I do not like to mess with goose skin or intestines. I found a great solution for a lazy modern life. I use a cooking bag. It does not have the flavor of the animal skin fat, but it is still tasty.


Recipe:

1 cooking bag

2 c white flour

1 c oil

Chicken soup flavor powder, or mushroom or onion soup powder (you make it without the soup powder)

Salt, pepper according to your preference.

Water


Mix flour, oil, and soup powder, salt and pepper inside the cooking bag. Add water slowly and mix until the dough has the texture of glue or porridge. Tie the cooking bag after taking the extra air from the bag. Leave it aside.


Kugel:

Ingredients :

2 big onions

5-6 medium-size potatoes ( adjust the quantities if you have small or big potatoes)

1/2 c flour

Salt, pepper according to your personal preference ( I like the Kugel spicy so I put more paper)


Preparation:

Cut 2 onions to 0.2-inch squares

Grate 6 medium potatoes. You may skin them or wash them well and grade them unskinned.

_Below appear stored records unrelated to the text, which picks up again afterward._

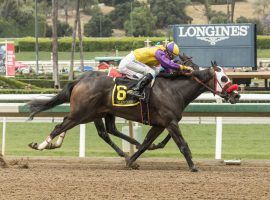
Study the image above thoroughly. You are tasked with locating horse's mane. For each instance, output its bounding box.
[157,68,212,81]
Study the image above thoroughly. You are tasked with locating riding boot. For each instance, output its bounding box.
[128,73,153,98]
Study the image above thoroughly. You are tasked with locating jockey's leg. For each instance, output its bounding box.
[127,61,156,98]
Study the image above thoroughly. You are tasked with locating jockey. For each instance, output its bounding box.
[119,42,193,98]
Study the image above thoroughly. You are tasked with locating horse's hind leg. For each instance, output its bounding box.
[148,134,172,150]
[126,126,164,169]
[167,121,198,172]
[94,118,128,158]
[105,114,141,148]
[28,116,79,150]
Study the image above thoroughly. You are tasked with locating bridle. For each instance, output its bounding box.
[192,71,232,98]
[192,75,219,95]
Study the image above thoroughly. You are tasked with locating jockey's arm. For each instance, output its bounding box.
[155,50,180,71]
[155,50,193,72]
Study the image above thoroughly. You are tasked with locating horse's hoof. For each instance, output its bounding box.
[127,162,140,169]
[28,142,38,150]
[126,157,140,169]
[190,167,199,172]
[148,144,157,150]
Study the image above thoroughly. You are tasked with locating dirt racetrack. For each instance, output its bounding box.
[0,157,270,200]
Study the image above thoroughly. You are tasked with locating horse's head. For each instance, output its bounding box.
[211,61,240,104]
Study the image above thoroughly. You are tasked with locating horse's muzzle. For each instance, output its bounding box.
[228,91,241,104]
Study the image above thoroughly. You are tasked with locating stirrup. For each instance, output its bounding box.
[127,90,145,99]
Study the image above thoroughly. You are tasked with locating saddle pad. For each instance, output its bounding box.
[112,78,140,107]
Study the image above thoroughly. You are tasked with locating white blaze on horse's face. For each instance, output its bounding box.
[215,66,231,93]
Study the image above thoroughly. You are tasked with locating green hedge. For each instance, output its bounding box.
[16,37,165,52]
[17,79,69,88]
[257,35,270,49]
[16,36,270,52]
[0,89,59,94]
[0,76,39,89]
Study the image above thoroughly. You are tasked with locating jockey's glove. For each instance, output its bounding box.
[179,65,194,72]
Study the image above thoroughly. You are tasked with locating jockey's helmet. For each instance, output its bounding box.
[166,42,180,59]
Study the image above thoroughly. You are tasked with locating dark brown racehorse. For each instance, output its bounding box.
[29,59,239,171]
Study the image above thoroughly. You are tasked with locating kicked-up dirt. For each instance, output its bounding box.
[0,157,270,200]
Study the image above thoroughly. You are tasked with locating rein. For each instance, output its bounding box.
[192,75,219,95]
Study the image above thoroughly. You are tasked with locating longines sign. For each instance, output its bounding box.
[173,24,257,67]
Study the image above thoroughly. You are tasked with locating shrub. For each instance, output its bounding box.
[16,36,270,52]
[17,37,165,52]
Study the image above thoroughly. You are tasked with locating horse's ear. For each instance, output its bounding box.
[211,60,215,67]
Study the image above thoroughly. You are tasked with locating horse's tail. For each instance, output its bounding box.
[28,80,79,120]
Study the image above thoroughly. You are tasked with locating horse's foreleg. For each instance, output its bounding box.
[94,119,128,158]
[148,134,172,150]
[45,131,67,149]
[28,117,79,150]
[167,121,198,172]
[105,114,141,148]
[126,126,164,169]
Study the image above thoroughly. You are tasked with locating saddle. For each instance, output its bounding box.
[108,68,152,125]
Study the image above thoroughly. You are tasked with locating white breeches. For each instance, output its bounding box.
[119,52,158,79]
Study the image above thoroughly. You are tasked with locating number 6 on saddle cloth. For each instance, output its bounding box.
[109,76,153,125]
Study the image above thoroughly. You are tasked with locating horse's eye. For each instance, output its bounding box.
[214,67,221,72]
[221,76,228,83]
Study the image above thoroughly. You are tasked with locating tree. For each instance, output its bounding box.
[253,0,270,17]
[124,5,157,37]
[45,20,73,37]
[210,11,228,24]
[149,0,192,28]
[109,1,142,29]
[84,8,113,37]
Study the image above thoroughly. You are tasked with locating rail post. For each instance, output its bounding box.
[79,124,86,158]
[215,98,222,160]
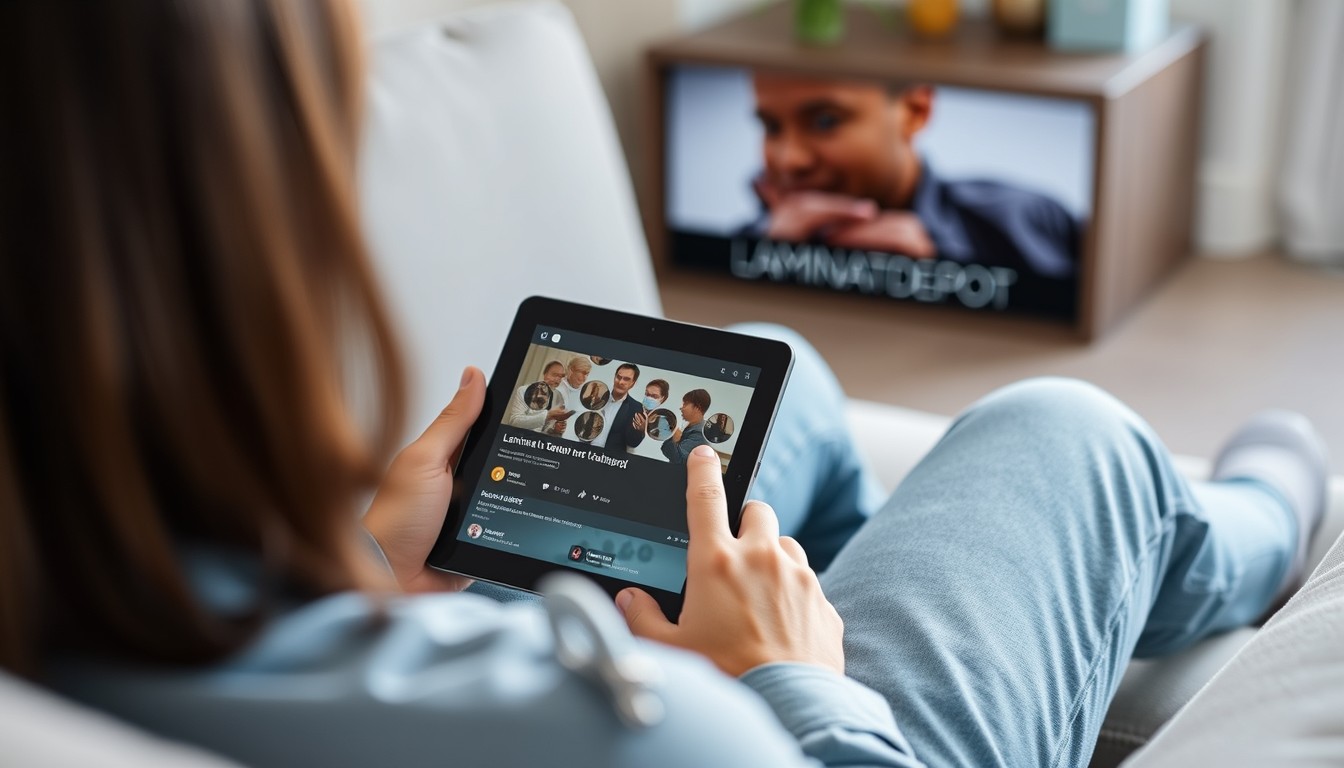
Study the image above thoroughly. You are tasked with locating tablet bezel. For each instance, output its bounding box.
[426,296,794,620]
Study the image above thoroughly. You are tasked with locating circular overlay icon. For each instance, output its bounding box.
[523,382,551,410]
[574,410,603,443]
[704,413,737,443]
[644,408,676,441]
[579,382,612,410]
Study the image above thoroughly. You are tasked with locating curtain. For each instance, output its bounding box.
[1278,0,1344,266]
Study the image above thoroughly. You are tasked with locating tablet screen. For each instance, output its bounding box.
[456,325,761,592]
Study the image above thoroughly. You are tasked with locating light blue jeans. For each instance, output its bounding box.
[734,324,1296,767]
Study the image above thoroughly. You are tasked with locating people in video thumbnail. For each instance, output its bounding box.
[574,410,603,443]
[579,382,610,410]
[523,382,551,410]
[593,363,646,449]
[644,379,672,410]
[555,355,593,414]
[749,71,1081,278]
[645,408,676,441]
[504,360,569,434]
[704,413,732,443]
[663,389,710,464]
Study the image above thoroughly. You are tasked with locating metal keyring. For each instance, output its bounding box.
[539,572,667,729]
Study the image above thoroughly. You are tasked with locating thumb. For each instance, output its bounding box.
[415,366,485,464]
[616,588,676,643]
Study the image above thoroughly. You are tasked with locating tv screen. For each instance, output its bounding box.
[664,65,1095,323]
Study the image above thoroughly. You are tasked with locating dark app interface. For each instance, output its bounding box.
[457,325,761,592]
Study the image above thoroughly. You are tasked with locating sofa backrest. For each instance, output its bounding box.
[360,1,661,429]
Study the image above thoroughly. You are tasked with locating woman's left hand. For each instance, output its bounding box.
[364,367,485,592]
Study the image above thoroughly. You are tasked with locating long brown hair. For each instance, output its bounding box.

Put chopped onions and grated potatoes in a bowl, add salt, pepper, flour.


Mix all ingredients and put aside.


Arranging the Cholent pot:

Slightly oil the pot to cover the button. Slice 2 big onions from the top of the onion to its bottom: one-fifth of an inch width. Lay one layer of sliced onion covering the pot’s bottom. The onions protect the next layer from being burnt.


Slice 3-4 potatoes and lay them as a second layer (0.2- inch width). Add salt and pepper ( add salt and pepper according to your preference to each layer).


Above the potatoes arrange the meat/ chicken/ cow feet, sprinkle with salt and pepper, paprika.


The next layer is the Kugel: shape the batter in a meatloaf shape and lay in the pot; add beans/ wheat grains/ barely/ furikake (add salt, pepper, paprika).


Arrange the eggs on top, put the kishke in the cooking bag, you can put another layer of sliced potatoes and onions if there is still space in your pot.


If you do not have enough space in one pot, you can divide the cholent into 2 pots. I recommend putting the eggs and kishke in the second pot since they do not absorb the aroma of the other ingredients.


Add water to the pot to cover all ingredients in the pot.


The dish is cooked overnight. Put it in the oven for an hour before you go to bed. I usually put it on high temperature (400 degrees Fahrenheit) for 45 minutes to get it hot. Then I reduce the temperature to 200 degrees to be slow-cooked overnight.


In the morning you will be awakened to the aroma of cholent in your house. The smell will tempt you to go to the kitchen to taste the cholent.


Cholent is heavy food; do not be surprised if after lunch your body will ask you for a long nap. It also happens to your guests. It will ensure they are not staying too long at your house. Now you are ready for a nap: what a great idea for a cold rainy Shabbat!